Instructions for applying protective measures remained consistent throughout the study period In RCI. However, differences in compliance with mandatory protective measures or in environmental conditions determining malaria transmission that were not considered in the present study, could explain some differences in the risk of clinical malaria that were observed between groups, resulting in a significant group-effect.
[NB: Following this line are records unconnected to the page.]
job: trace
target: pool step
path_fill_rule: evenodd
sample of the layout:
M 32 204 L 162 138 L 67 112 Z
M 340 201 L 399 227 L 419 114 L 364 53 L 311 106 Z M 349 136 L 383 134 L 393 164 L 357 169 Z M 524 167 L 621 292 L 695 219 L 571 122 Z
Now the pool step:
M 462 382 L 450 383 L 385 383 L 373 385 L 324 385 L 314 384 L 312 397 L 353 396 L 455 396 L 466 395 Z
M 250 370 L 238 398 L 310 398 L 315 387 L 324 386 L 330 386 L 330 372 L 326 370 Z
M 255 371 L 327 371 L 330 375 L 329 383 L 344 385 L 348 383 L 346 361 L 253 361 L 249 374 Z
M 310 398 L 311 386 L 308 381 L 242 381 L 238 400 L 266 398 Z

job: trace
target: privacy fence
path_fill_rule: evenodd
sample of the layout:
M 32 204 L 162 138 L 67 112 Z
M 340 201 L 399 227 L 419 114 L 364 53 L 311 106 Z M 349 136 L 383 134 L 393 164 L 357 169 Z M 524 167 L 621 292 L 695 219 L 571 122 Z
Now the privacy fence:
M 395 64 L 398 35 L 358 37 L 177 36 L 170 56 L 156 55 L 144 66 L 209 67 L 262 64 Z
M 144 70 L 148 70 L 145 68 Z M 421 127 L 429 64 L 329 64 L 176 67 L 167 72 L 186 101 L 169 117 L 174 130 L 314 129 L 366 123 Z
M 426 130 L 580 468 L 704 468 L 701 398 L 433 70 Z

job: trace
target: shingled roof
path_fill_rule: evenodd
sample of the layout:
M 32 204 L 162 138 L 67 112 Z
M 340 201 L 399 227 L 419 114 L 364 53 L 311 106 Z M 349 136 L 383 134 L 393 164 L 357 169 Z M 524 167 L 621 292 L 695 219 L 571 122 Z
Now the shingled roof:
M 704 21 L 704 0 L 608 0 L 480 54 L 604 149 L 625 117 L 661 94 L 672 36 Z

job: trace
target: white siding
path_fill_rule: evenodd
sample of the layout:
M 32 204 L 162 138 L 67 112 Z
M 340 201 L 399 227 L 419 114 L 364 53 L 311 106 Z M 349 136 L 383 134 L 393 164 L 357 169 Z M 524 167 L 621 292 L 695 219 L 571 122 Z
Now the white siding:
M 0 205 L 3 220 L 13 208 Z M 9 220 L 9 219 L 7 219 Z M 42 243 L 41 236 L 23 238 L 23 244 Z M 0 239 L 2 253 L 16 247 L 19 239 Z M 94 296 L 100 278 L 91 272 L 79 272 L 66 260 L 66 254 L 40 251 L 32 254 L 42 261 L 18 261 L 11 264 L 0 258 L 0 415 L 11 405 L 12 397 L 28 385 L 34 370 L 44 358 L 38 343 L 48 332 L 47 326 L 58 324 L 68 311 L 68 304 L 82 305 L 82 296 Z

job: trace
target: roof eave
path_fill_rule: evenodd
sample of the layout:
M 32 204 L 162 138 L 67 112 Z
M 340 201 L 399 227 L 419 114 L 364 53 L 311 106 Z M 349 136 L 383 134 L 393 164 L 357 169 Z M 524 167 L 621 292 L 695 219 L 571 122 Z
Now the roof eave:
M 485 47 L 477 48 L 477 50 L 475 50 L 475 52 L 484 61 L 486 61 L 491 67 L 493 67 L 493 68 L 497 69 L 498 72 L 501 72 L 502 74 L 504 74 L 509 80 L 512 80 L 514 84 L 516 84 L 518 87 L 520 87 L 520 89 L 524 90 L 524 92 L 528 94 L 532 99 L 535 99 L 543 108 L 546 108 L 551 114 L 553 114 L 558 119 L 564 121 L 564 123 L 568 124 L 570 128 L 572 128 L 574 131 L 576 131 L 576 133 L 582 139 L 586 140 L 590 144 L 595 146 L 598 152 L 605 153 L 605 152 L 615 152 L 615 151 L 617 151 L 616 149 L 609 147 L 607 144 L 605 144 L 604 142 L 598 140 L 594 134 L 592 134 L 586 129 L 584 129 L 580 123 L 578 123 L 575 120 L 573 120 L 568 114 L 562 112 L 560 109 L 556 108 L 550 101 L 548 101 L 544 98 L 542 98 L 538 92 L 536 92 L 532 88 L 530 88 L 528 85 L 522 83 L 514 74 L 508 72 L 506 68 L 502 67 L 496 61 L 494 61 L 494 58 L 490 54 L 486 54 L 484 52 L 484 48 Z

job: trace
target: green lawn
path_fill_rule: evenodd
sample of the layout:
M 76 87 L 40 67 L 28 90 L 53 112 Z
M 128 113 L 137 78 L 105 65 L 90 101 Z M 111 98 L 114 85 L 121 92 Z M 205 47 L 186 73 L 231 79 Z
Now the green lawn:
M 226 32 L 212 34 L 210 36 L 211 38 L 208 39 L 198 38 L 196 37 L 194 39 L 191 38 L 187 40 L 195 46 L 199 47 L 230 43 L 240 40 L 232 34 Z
Although this study was performed among French military personnel (i.e. mainly young and healthy population) travelling for a four-month period in tropical Africa, the present results could be directly extrapolated to other groups of non-immune travellers sent to malaria-endemic areas for professional purposes, such as building sites, opencast working, tree-felling, plantations, humanitarian operations within governmental or non-governmental organizations. Extrapolation to individual travellers staying for a shorter duration is less straightforward.

Conclusion

This study is one of the largest traveller’s cohorts that have ever been constituted for the analysis of individual, collective and environmental factors associated with the risks of malaria. It confirms that several environmental determinants of malaria risks in non-immune travellers were similar to those identified among autochthonous populations. The identification of areas and periods at higher risk of malaria transmission for travellers would allow the implementation of specifically targeted strategies for avoiding the risk (i.e. travelling tour or duration in each site could be modified according to environmental context) or strategies of reinforcement (health information, education and communication) in order to improve compliance with malaria chemoprophylaxis and other prophylactic measures. In case of epidemics among traveller groups the identification of these environmental factors could facilitate the diagnosis of the epidemiological context [44].